Household purchases, which account for an estimated 70 percent of gross domestic product, rose 0.8 percent, the most since February, after advancing 0.5 percent in August, according to a Commerce Department report Monday. The median estimate in a Bloomberg survey of 71 economists called for a 0.6 percent gain. Incomes climbed 0.4 percent, the most since March.
The results show how household spending fared at the time of the hand-off to the final quarter. Gross Domestic Product rose at a 2 percent annual rate from July through September, up from a 1.3 percent pace in the previous quarter, Commerce Department data showed last week. Consumer purchases grew 2 percent, following a 1.5 percent gain.
Meanwhile, companies are bracing for the fiscal cliff, the $607 billion in spending cuts and tax increases that are slated to take effect automatically next year unless Congress acts.
Companies also are cutting forecasts on slowing growth in Europe and Asia. The trade deficit expanded as exports dropped, subtracting 0.2 percentage point from third-quarter growth, last week’s report showed.
For consumers, a drop in the savings rate indicates the gain in spending “is not fully sustainable,” according to Stephen Stanley, chief economist at Pierpont Securities in Stamford, Ct. After the report, Stanley raised his forecast for spending in the fourth quarter to roughly 2.5 percent from an estimated 2 percent he previously estimated.
Adjusting consumer spending for inflation, which renders the figures used to calculate gross domestic product, purchases rose 0.4 percent after a 0.1 percent increase in the previous month, the report showed.
Cheaper gasoline, a lower unemployment rate and an improving housing market are boosting Americans’ moods. The Thomson Reuters/University of Michigan final gauge of sentiment advanced to the highest level since September 2007, before the recession began.
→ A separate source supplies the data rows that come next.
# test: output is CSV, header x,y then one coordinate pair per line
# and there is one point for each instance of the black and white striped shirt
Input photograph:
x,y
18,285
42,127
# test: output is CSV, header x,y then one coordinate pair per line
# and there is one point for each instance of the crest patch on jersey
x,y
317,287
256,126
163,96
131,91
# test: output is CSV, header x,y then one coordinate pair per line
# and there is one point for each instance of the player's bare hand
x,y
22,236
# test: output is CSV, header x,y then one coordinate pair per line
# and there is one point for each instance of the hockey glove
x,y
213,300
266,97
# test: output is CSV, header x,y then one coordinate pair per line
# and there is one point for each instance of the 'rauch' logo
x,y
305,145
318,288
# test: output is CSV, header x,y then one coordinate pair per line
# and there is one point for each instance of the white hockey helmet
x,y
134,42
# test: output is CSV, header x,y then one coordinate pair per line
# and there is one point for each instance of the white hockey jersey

The Labor Department later this week is expected to report that payrolls advanced by 125,000 in October after rising 114,000 in September, according to the Bloomberg survey median. Unemployment rose to 7.9 percent from a three-year low of 7.8 percent, economists predicted.
“Household spending has advanced a bit more quickly,” Federal Reserve policymakers said in a statement last week after their meeting. “Growth in employment has been slow.”